- Citizenship: Saudi Arabia
- Education: King Saud University; SOAS
- Occupations: Economist; politician
- Known for: Saudi Arabia’s ambassador to Spain; Saudi Arabia's permanent delegate to UNESCO;
- Honours: Order of King Abdulaziz

= Haifa al-Mogrin =

Saudi Arabian economist and politician

Haifa bint Abdulaziz bin Muhammad bin Abdulaziz bin Ayyaf Al-Mogrin (هيفاء بنت عبد العزيز آل مقرن) is a Saudi royal, an economist and politician, who is Saudi Arabia’s permanent representative to the United Nations Educational, Scientific and Cultural Organization, in addition to being the Saudi ambassador to Spain.

== Education ==
Al-Mogrin graduated from King Saud University in 2000 with a BA in Economics. In 2007 she graduated from SOAS with an MA in Economics.

== Career ==
In 2009, she began a part-time lectureship in the Department of Economics at King Saud University, before moving jobs to work on the United Nations Development Programme (UNDP). In 2013 she became a program analyst for the UNDP. In 2016, the Ministry of Economy & Planning employed Al-Mogrin as Head of Sustainable Development Goals. In 2017 she was promoted to Deputy Minister for Sustainable Development. In 2018, she moved roles to Assistant Deputy Minister for G20 Affairs. In 2020, she chaired the G20 Development Working Group.

In January 2020, Al-Mogrin was appointed as Saudi Arabia’s permanent representative to the United Nations Educational, Scientific and Cultural Organization (UNESCO). At her appointment she presented her credentials to Director-General of UNESCO, Audrey Azoulay. Her appointment marked a new achievement for woman from Saudi Arabia. A key part of her role is the promotion of the Arabic language within UNESCO's cultural heritage frameworks.

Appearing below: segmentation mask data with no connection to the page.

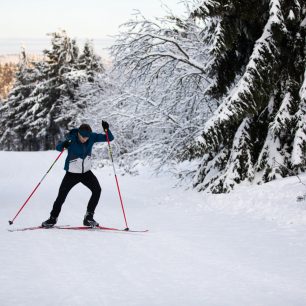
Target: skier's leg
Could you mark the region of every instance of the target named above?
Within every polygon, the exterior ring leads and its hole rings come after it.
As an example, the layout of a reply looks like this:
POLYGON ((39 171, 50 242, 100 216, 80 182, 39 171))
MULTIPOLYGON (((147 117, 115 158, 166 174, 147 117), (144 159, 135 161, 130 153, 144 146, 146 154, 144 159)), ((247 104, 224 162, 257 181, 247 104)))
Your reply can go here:
POLYGON ((99 181, 91 171, 88 171, 82 176, 81 182, 92 192, 87 205, 87 212, 94 214, 101 195, 101 186, 99 181))
POLYGON ((52 211, 50 215, 54 218, 57 218, 61 212, 62 205, 64 204, 66 197, 76 184, 80 182, 81 174, 66 172, 66 175, 63 178, 61 186, 59 188, 58 196, 53 204, 52 211))

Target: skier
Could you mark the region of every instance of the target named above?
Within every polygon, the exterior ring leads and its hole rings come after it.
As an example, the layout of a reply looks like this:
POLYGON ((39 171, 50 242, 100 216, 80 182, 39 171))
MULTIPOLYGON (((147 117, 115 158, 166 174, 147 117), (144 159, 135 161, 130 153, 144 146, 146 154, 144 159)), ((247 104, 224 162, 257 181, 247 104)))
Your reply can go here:
MULTIPOLYGON (((114 136, 109 130, 109 124, 102 120, 102 127, 104 131, 108 131, 109 140, 112 141, 114 136)), ((91 150, 95 142, 106 141, 106 135, 93 133, 88 124, 82 124, 78 129, 72 129, 66 140, 56 146, 58 151, 62 151, 64 148, 68 149, 64 167, 66 174, 53 204, 50 218, 42 223, 42 227, 53 227, 56 224, 69 191, 78 183, 82 183, 92 192, 83 224, 90 227, 99 226, 99 223, 94 220, 93 216, 99 202, 101 187, 96 176, 90 171, 91 150)))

She has also been instrumental in the adoption of al Sadu by UNESCO as part of Saudi Arabia's intangible cultural heritage. In 2020, she was described by Emirates Woman, as "one of the most powerful people in Saudi Arabia".

In January 2023, she was appointed as Saudi Arabia's ambassador to the Kingdom of Spain.

== Awards ==
In 2021, Al-Mogrin was awarded the Order of King Abdulaziz.